Importing CSV file with specific delimiters in Talend

Rogier Lommers picture Rogier Lommers · Jan 9, 2013 · Viewed 13.3k times · Source

I have a CSV file which has unusual delimiters which I want to parse with Talend. Normally, when we have a CSV with "carriage return" characters as rowdelimiter, I use "\n". When it is a TAB delimited file, I use "\t", etcetera. But now I have a file which has some unusual characters. Wikipedia taught me that it are so called "control characters". My question is how can I mention these characters in the tFileDelimitedInput-component in Talend (see screenshot 2). Instead of a newline character (\n) I must use the STX control character, but how do I tell Talend which character this is?

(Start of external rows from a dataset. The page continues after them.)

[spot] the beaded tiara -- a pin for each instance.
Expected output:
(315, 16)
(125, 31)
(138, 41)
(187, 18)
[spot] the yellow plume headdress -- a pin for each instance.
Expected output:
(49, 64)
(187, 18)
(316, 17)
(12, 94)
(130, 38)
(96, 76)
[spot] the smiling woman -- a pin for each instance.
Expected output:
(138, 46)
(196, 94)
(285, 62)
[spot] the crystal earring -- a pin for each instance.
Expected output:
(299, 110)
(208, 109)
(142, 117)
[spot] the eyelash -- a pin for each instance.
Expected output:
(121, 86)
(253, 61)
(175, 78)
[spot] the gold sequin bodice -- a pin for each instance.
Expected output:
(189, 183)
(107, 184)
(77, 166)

What notation is "\n" in the first place?

An example of the file:

https://dl.dropbox.com/u/1757832/talendSeparators1.jpg

The tFileDelimitedInput-component in Talend where I must enter the row separator and field separator characters.

https://dl.dropbox.com/u/1757832/talendSeparators2.jpg

Answer

Jean-Michel Garcia picture Jean-Michel Garcia · Jan 9, 2013

Have you tried creating a tFileDelimitedInputmetadata for that file ?

Doing that, you have more options (see attached picture).

enter image description here

EDIT :

Here's the list of the UTF-8 corresponding control characters codes :

SOH : Start of heading : http://www.fileformat.info/info/unicode/char/0001/index.htm STX : Start of text : http://www.fileformat.info/info/unicode/char/0002/index.htm

Have you also tried using those utf-8 codes ?

EDIT 2 With solution :

Here's a file with the STX field separator

File content

I've defined a simple tFileInputDelimited schema with two columns (key and value both being strings).

Then, I've set :

  1. row separator as "\n"
  2. field separator as new String("\u0002")

Then, I've got the right behavior :

.----+------.
| tLogRow_1 |
|=---+-----=|
|key |value |
|=---+-----=|
|key1|value1|
|key2|value2|
'----+------'